Alternative Fuels for Diesel Engines

1. Biodiesel:

Biodiesel is fatty acid esters which are created through cracking of vegetable oils or greases and then converted with methanol or ethanol. If mixed with methanol, it creates fatty acid methyl ester (FAME) and if mixed with ethanol, it creates fatty acid ethyl ester (FAEE). The molecules of biodiesel are similar to diesel fuel in terms of size and properties.

Production of Biodiesel:

Biodiesel are produced from vegetable oils or animal fats. Europe primarily uses rape oil. Soybean oil and palm oil can also be used to produce biodiesel. Esterification of oil is carried out with either methanol or ethanol. Since methanol helps in simpler esterification, it is preferred more over ethanol. Therefore fatty acid methyl ester (FAME) is primarily used worldwide as an alternative biodiesel.

Since methanol is produced from coal, FAME is strictly not fully biogenous. FAEE on the other hand is made up of 100% biomass. The properties of biodiesel are determined by many factors. Different vegetable oils have different composition of fatty acid blocks. The type and quantity of unsaturated fatty acid blocks have decisive influence on the stability of biodiesel. The quality also depends on the pre-treatment of vegetable oils and the production process of biodiesel.

The quality of biodiesel varies from the regular diesel fuel, since biodiesel consists of fatty acid esters which are polar and chemically reactive. Diesel fuel on the other hand is an inert and nonpolar mixture of paraffins and aromatic compounds. 

Use of Biodiesel in vehicles:

Pure biodiesel (B 100) is used especially in Germany in commercial vehicles. The higher mileage ensures fast consumption, which ensures problems with insufficient oxidation stability to be avoided. It is more favourable to use biodiesel in a blend with conventional diesel fuel. The trend is towards small mixtures of 93% diesel and 7% biodiesel (B 7).

The presence of biodiesel in diesel fuel provides lubrication and hence additional lubricative additives are not required. In the case of higher biodiesel content in the diesel-biodiesel mixture (above B 30), the higher boiling point of fuel can cause it to escape to the engine oil via condensation on the cylinder walls. 

2. Rape Oils:

Rape oil can be used in older engines, especially those fitted with inline pumps. It is an inexpensive fuel, but increases emissions and also risks of engine failures.

Limitations:

Rape oil has high density and viscosity and is highly volatile in nature compared to diesel fuel. Direct usage of rape oil affects fuel supply at low temperatures due to the formation of residues on injector nozzles by thermal coking. 

3. Bioparaffins:

Bioparaffins are produced from fats and oils by means of hydrogentaion. Hydrogenation with hydrogen results in cracking of fats and oils, during which the oxygen atoms and other unsaturated bonds are removed. Long chain alkanes are created from fatty acids, while the glycerin is converted into propane gas. The end result is hydrocarbon molecules with better properties for combustion than biodiesel.

The product properties of bioparaffins are far greater than biodiesel. It is also more cost effective than biodiesel to produce bioparaffins because hydrogenation process can take place in petroleum refineries.

4. Synthetic Fuels:

Synthetic fuels are produced from individual chemical blocks. Coal, natural gas or biomass can be thermally converted into synthetic gas made up of carbon monoxide (CO) and hydrogen. Linear, straight chain hydrocarbons, n-paraffins are then produced from CO and hydrogen on Fischer-Tropsch catalysts. Further, isomerization can improve the quality of synthetic fuel, particularly its low temperature resistance.

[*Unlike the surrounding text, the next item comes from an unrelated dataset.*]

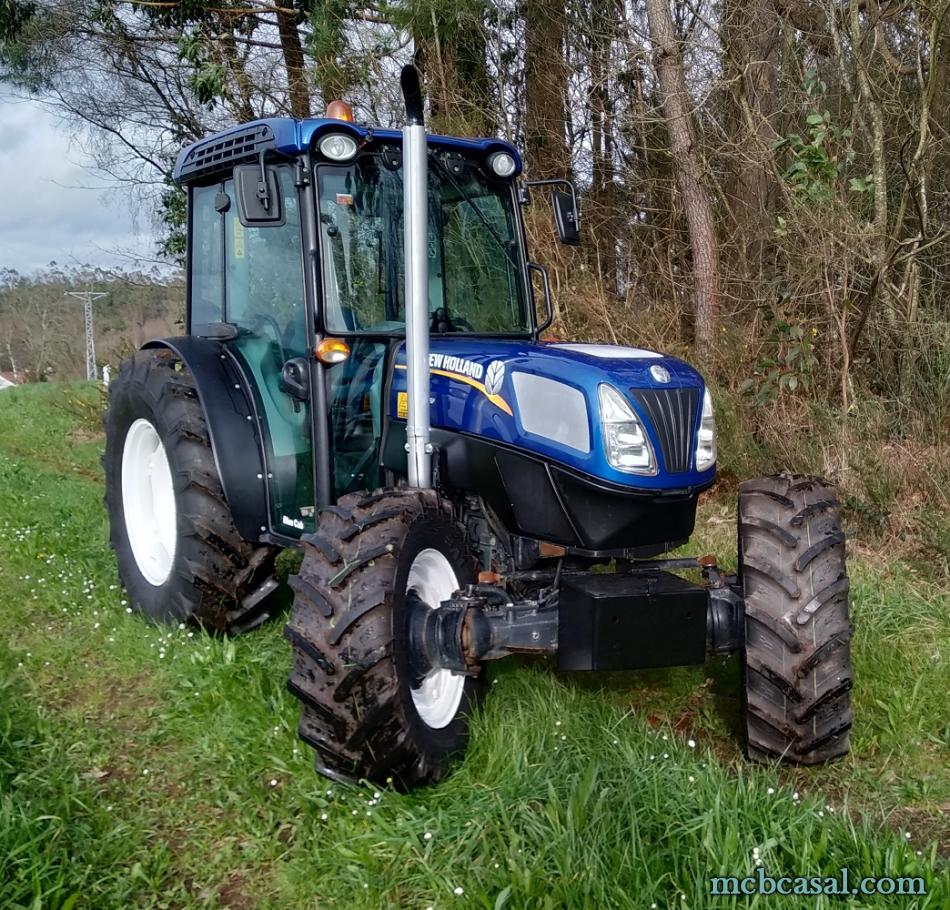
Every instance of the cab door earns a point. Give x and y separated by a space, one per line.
265 302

Synthetic fuels are also called second generation fuels as its production process differs from the common hydrogenation or esterification process on oils and fats.

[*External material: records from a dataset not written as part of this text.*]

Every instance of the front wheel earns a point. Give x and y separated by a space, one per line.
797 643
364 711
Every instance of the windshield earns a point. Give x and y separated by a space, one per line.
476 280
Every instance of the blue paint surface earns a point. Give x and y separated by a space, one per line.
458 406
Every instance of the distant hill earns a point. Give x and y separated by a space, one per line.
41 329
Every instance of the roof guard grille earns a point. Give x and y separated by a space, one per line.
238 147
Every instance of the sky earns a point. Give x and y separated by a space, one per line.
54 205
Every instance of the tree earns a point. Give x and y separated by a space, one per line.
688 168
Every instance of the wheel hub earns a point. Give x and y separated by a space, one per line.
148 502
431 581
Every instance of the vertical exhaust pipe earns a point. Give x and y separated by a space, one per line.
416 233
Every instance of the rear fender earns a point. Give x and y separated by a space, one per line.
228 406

Fischer-Tropsch synthesis can produce a wide variety of other components such as short chain gasoline, kerosene, diesel paraffins, waxes. The composition of synthetic diesel fuels can be varied on the demands of the diesel engine with the help of catalysts of our choice.

The synthetic fuels produced by Fischer-Tropsch synthesis are purely aromatic and sulphur free. They also have a high cetane number. The density of synthetic fuel is lesser than the conventional diesel fuel at 800 kg/㎥.

Due to its lower HC, nitrogen oxide and CO emissions, it is above all other fuels available in the market.

5. Dimethyl Ether:

Dimethyl ether is a combustible and explosive gas produced from methanol. The boiling point of dimethyl ether is -25℃ at 1 bar. It has a cetane number of roughly 55 and on burning in engine produces low soot and nitrogen oxide emissions. 

Dimethyl ether has low density and high oxygen content, leading to a low calorific value. We would also need a modified and complicated low pressure fuel injection system to inject the gas. We also need a pressure proof fuel tank.